O que o cliente leva no bolso depois que sai do estande

Existe uma pergunta que poucas incorporadoras se fazem: o que o cliente carrega com ele quando vai embora?

Ele viu a maquete. Andou pelo decorado. Ouviu a explicação do corretor sobre a vista, a metragem, o acabamento. Saiu de lá impressionado. E aí volta para casa, conversa com o cônjuge, com os filhos, com quem vai dividir essa decisão. E não tem nada para mostrar.

A experiência ficou no estande. A decisão precisa acontecer em outro lugar.

Isso parece um detalhe pequeno, mas é onde muitas vendas morrem silenciosamente. Não porque o produto não convenceu. Porque o convencimento não viajou.

Duas inseguranças, um mesmo vazio

Quem compra um imóvel na planta enfrenta duas perguntas que nunca são totalmente respondidas só com planta baixa e renderização: como vai ser morar ali dentro, e como vai ser a vista que terá lá de cima.

A primeira pergunta é sobre o espaço. A segunda é sobre o mundo que se vê a partir dele. São inseguranças diferentes, mas as duas têm a mesma origem: a dificuldade de projetar mentalmente algo que ainda não existe.

O decorado físico resolve parte disso. Mas resolve para quem está lá, naquele momento, com tempo disponível para visitar. E não resolve nada para quem mora em outra cidade, ou simplesmente não pode ir ao estande naquela semana.

A experiência imersiva como material, não como local

O que vejo com frequência é a experiência imersiva tratada como parte do estande. Algo que existe ali, é vivido ali, e termina ali.

Mas a experiência imersiva, quando bem produzida, não precisa de um lugar. Ela precisa de uma tela. E hoje, a tela que todo cliente carrega é o celular.

Um tour pela vista do apartamento, ou pelo decorado completo, quando existe em formato que pode ser enviado, vira algo completamente diferente de uma visita guiada. Vira algo que o cliente pode rever à noite, mostrar para a família, levar para o trabalho, decidir em paz, sem ninguém ao lado explicando.
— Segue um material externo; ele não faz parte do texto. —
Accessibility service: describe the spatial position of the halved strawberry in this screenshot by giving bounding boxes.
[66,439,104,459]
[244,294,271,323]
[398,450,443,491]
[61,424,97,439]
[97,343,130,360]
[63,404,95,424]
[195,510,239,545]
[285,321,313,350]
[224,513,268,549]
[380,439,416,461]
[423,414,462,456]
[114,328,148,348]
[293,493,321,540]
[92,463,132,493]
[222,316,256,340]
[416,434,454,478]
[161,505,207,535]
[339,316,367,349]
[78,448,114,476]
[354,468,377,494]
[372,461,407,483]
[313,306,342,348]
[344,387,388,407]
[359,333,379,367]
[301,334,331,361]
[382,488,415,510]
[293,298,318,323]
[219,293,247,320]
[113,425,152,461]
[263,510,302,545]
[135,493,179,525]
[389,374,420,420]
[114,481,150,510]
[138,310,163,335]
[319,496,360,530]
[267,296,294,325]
A diferença entre uma experiência que fica presa no estande e uma que viaja com o cliente não é de qualidade. É de formato.

O corretor como ponte, não como guia obrigatório

Quando essa experiência existe em formato compartilhável, o papel do corretor muda. Ele deixa de ser a única porta de entrada para a informação e passa a ser quem entrega a chave certa, no momento certo, para a pessoa certa.

Um corretor que pode enviar, pelo celular, a vista exata do 12º andar para um cliente que mora em outro estado, ou o decorado completo de uma cobertura para alguém que só tem tempo às 22h, está fazendo venda ativa. Está levando a decisão até o cliente, em vez de esperar que o cliente venha até a decisão.

Isso não substitui o estande. Mas remove uma barreira que o estande, por natureza, nunca vai resolver: distância e tempo.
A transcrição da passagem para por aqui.